I. ALL MUST DIE. Although this doctrine is confirmed by the experience of all former generations, ever since Abel entered into the house appointed for all living, and though the living know that they shall die, yet it is needful to discourse of the certainty of death, that it may be impressed on the mind, and duly considered.
1. There is an unalterable statute of death, under which all men are concluded. “It is appointed unto men once to die,” Heb. 9:27. It is laid up for them, as parents lay up for their children– they may look for it, and cannot miss it; seeing God has designed and reserved it for them. There is no peradventure in it; “we must die,” II Sam. 14:14. Though some men will not hear of death, yet every man must see death, Psalm 89:48. Death is a champion all must grapple with– we must enter the lists with it, and it will have the mastery, Eccl. 8:8, “There is no man that has power over the spirit, to retain the spirit; neither has he power in the day of death.” Those indeed who are found alive at Christ’s coming, shall all be changed, I Cor. 15:51. But that change will be equivalent to death, will answer the purposes of it. All other people must go the common road, the way of all flesh.
2. Let us consult daily observation. Every man “sees that wise men die, likewise the fool and brutish person,” Psalm 49:10. There is room enough on this earth for us, notwithstanding the multitudes that were upon it before us. They are gone, to make room for us; as we must depart, to make room for others. It is long since death began to transport men into another world, and vast multitudes are gone there already– yet the work is going on still; death is carrying off new inhabitants daily, to the house appointed for all living. Who has ever heard the grave say, It is enough! Long has it been getting, but still it asks. This world is like a great fair or market, where some are coming in, others going out; while the assembly that is in it is confusion, and the most part know not why they are come together; or, like a town situated on the road to a great city, through which some travelers have passed, some are passing, while others are only coming in, Eccl. 1:4, “One generation passes away, and another generation comes– but the earth abides forever.”
Death is an inexorable, irresistible messenger, who cannot be diverted from executing his orders by the force of the mighty, the bribes of the rich, or the entreaties of the poor. It does not reverence the hoary head, nor pity the harmless babe. The bold and daring cannot outbrave it; nor can the faint-hearted obtain a discharge in this war.
3. The human body consists of perishing materials, Gen. 3:19, “Dust you are, and unto dust you shall return.” The strongest are but brittle earthen vessels, easily broken in shivers. The soul is but basely housed, while in this mortal body, which is not a house of stone, but a house of clay, the mud walls cannot but molder away; especially seeing the foundation is not on a rock, but in the dust; they are crushed before the moth, though this insect be so tender that the gentle touch of a finger will destroy it, Job 4:19.
These materials are like gunpowder; a very small spark lighting on them will set them on fire, and blow up the house– the seed of a raison, or a hair in milk, having choked men, and laid the house of clay in the dust.
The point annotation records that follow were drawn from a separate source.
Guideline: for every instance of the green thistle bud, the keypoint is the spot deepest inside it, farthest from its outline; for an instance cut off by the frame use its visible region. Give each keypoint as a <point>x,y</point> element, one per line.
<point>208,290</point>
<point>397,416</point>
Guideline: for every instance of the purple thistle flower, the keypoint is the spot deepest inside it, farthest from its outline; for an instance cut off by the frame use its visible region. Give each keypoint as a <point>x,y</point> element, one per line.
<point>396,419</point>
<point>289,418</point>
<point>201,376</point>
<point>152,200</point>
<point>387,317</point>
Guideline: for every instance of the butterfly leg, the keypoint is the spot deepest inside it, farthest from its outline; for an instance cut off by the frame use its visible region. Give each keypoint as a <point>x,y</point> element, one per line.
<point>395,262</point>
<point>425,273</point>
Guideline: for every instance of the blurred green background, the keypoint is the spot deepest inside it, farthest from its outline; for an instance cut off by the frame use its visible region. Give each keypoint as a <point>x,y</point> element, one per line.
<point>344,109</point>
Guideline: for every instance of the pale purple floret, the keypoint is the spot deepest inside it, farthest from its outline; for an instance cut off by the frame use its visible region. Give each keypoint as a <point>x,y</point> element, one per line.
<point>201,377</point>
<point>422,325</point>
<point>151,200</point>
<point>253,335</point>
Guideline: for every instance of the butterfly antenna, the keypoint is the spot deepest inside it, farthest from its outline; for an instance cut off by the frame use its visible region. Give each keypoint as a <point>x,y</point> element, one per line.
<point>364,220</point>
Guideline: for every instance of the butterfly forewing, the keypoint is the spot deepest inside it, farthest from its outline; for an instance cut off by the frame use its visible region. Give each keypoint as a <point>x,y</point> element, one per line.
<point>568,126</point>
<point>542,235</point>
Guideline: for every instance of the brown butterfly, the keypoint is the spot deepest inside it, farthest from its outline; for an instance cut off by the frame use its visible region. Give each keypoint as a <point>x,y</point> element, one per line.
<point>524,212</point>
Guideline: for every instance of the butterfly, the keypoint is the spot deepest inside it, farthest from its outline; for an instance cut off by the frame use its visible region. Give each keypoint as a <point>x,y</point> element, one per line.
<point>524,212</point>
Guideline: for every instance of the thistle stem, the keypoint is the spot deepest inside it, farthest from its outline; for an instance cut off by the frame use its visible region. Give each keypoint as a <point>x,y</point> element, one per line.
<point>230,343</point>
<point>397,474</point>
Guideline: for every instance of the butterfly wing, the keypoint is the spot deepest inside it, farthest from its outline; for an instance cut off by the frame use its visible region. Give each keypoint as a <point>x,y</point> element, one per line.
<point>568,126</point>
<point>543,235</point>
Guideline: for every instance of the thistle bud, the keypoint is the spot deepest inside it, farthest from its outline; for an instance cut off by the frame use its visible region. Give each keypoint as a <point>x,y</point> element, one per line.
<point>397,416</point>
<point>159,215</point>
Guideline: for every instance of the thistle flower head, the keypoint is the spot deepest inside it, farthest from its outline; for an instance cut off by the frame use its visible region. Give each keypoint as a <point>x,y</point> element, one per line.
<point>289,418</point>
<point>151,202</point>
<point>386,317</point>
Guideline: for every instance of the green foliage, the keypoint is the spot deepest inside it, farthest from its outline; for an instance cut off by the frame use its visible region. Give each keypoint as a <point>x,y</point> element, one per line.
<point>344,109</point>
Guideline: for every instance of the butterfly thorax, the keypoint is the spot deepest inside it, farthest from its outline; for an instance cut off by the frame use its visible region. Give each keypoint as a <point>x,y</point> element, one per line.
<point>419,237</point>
If we consider the frame and structure of our bodies, how fearfully and wonderfully we are made; and on how regular and exact a motion of the fluids, and balance of humors, our life depends; and that death has as many doors to enter in by, as the body has pores; and if we compare the soul and body together, we may justly reckon, that there is somewhat more astonishing in our life, than in our death; and that it is more strange to see dust walking up and down on the dust, than lying down in it.
Though the lamp of our life may not be violently blown out, yet the flame must go out at length for lack of oil. What are those distempers and diseases which we are liable to, but death’s harbingers, that come to prepare his way? They meet us, as soon as we set our foot on earth, to tell us at our entry, that we do but come into the world to go out again. Nevertheless, some are snatched away in a moment, without being warned by sickness or disease.
4. We have sinful souls, and therefore have dying bodies– death follows sin, as the shadow follows the body. The wicked must die, by virtue of the threatening of the covenant of works, Gen. 2:17, “In the day that you eat thereof, you shall surely die.” And the godly must die too, that as death entered by sin, sin may go out by death. Christ has taken away the sting of death, as to them; though he has not as yet removed death itself. Therefore, though it fastens on them, as the viper did on Paul’s hand, it shall do them no harm– but because the leprosy of sin is in the walls of the house, it must be broken down, and all the materials thereof carried forth.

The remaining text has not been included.